Jeranding mengatakan, jika pihak penggugat masih ngotot jika tanah tersebut milik mereka, mau tak mau orangtuanya akan menarik kembali pemberian tanah yang sudah diberikan kepada almarhum Wagiyo.
“Kami juga kecewa dengan sikap anak almarhum Wagiyo seperti ini. Sementara ayahnya sangat baik,” ucapnya.
Jeranding mengatakan, sebelum masalah ini masuk proses pengadilan, memang ada proses mediasi yang dilakukan, namun sayangnya mediasi tersebut tidak melibatkan dirinya.
“Kenapa saat mediasi di pengadilan saya tidak dipanggil. Biar saya bisa jelaskan semuanya,”
Jeranding juga heran bagaimana dari pihak penggugat itu bisa memiliki sertifikat di tanahnya, sementara tidak pernah dilakukan pengukuran sebelum sertifikat mereka itu muncul.
“Padahal dulu itu ayah saya iklas memberikan tanah kepada almarhum Wagiyo.
Dirinya pun berharap sebelum masalah tanah ini diputus oleh Pengadilan, masalah ini dapat diselesaikan secara kekeluargaan. “Kami keluarga sudah iklas jika tanah yang kami berikan sebelumnya kepada almarhum Wagiyo itu sudah terjual.
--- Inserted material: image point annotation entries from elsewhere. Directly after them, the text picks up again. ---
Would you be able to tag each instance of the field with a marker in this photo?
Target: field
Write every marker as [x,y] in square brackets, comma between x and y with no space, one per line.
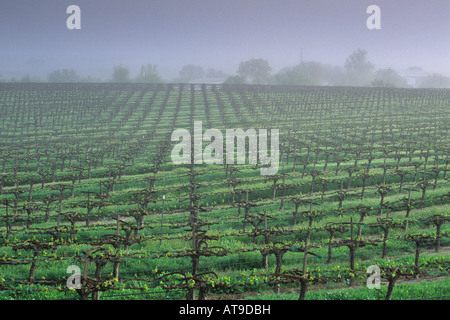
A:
[93,207]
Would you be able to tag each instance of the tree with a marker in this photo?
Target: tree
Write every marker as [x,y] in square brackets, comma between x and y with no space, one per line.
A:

Tapi janganlah merembet lagi ke tanah – tanah yang lain seperti tanah Abang Sarpini ini,” harapnya.
Sementara Antonius Marno Kepala Desa Sibau Hilir Kecamatan Putussibau Utara menyampaikan, bahwa dirinya sebagai Kades tidak pernah mengeluarkan Surat Keterangan Tanah (SKT) di tanah yang ditempati Abang Sarpini.
“Tapi saya ada buat surat keterangan jual beli antara Abang Sarpini dengan pemilik tanah Jeranding. Itupun atas permintaan dari kedua belah pihak. Itupun hanya sebatas mengetahui. Saya lupa berapa jual beli tanah itu,” katanya.
Terhadap persoalan ini, dirinya berharap jangan sampai terjadi eksekusi.
“Kita harapkan antara penggugat dan tergugat ini kembali bermediasi. Kemarin memang sudah dilakukan mediasi berkali-kali tapi kedua belah pihak tetap bertahan dengan argumennya masing-masing,” pungkasnya. (Opik)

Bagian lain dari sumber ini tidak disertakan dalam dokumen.